The Community Garden will be located at Harmony Park, which is on the east side of town at the end of Indian Creek. The Parks Department will contribute initial site work and infrastructure construction with a budget of $3,355 approved by the Town Council.
Trophy Club Mayor Nick Sanders praised the Council for its unanimous approval of the garden, expressing his own excitement at the town's new addition.
"The Girl Scouts, Keep Trophy Club Wild members and other resident volunteers worked hard over the past several months with the Parks and Recreation Department to establish a plan to create and manage the garden, and the Town Council unanimously agreed the garden would be a great addition to Harmony Park," Sanders said. "I can’t wait to taste some organic vegetables grown in the Community Garden."
The garden will include approximately 15 plots that are 4 feet by 8 feet, seven that are 4x4, and 5-10 that are 2x8.
The latter will accommodate elderly and physically-challenged participants, said Bonnie Seraphine.
"I kept seeing these (gardens) pop up in other towns, and I thought how cool it would be to have one in our beautiful town," Seraphine said. "I thought it would be beneficial for our community. Trophy Club has been busting at the seams and instead of another commercial building, I thought why not a community garden?"
Seraphine made a simple posting on Facebook about her thought last May, and it seemed a lot of others were thinking the same thing.

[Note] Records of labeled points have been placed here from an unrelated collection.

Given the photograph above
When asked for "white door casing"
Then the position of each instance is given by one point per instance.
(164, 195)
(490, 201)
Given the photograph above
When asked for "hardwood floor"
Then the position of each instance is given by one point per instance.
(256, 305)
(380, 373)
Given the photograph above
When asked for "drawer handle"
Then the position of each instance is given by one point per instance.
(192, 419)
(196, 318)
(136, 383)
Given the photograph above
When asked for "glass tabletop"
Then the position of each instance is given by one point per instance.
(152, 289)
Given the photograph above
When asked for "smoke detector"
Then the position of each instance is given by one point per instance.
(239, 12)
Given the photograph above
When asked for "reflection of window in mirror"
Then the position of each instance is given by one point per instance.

"Once it got out there on Facebook it got a life of its own," she said. "It is interesting how it all came together. A lot of people with a lot of common interests joined in, and that's what a community garden is all about."
In the garden, for a nominal fee yet to be decided (though Senelly says it will be "less than three digits") folks can have a plot on which they can grow plants, flowers, vegetables, or any combination. Seraphine and Senelly are encouraging organic vegetables, along with plants and flowers native to the region, for health and educational reasons.
"At Keep Trophy Club Wild we are very interested in people understanding the ecosystem, and this will help them," said Senelly. "They'll learn what organic is all about.
The garden will be managed by a lead gardener, yet to be named. Keep Trophy Club Wild members and the local Trophy Club Girl Scout Troop 3909 will also participate.
In fact, it was three members of the troop who presented research to city officials on community gardens and provided ideas on making it successful. It was part of their Silver Award project for Medlin Middle School students Naomi Hicks, Madison Davis and Sydney Barrow.
"We have such a supportive community, and many people were saying it would be a great idea," said Naomi.
Madison said that working on a project together, “brings the community together and helps strengthen the community.”
"I thought it would be a great idea to have the community raise organic vegetables," Sydney said.
Troop 3909 leader Lori Hicks said
the work on the garden is teaching the troop members leadership skills and the benefits of working together.
"They're learning you can have an idea, and with hard work you can see it to fruition," Hicks said.
If, as expected, the garden is popular, Seraphine would like to see another one.
"We're hopeful the town will see the success of this, and let us have one on the other side of town (west)," she said.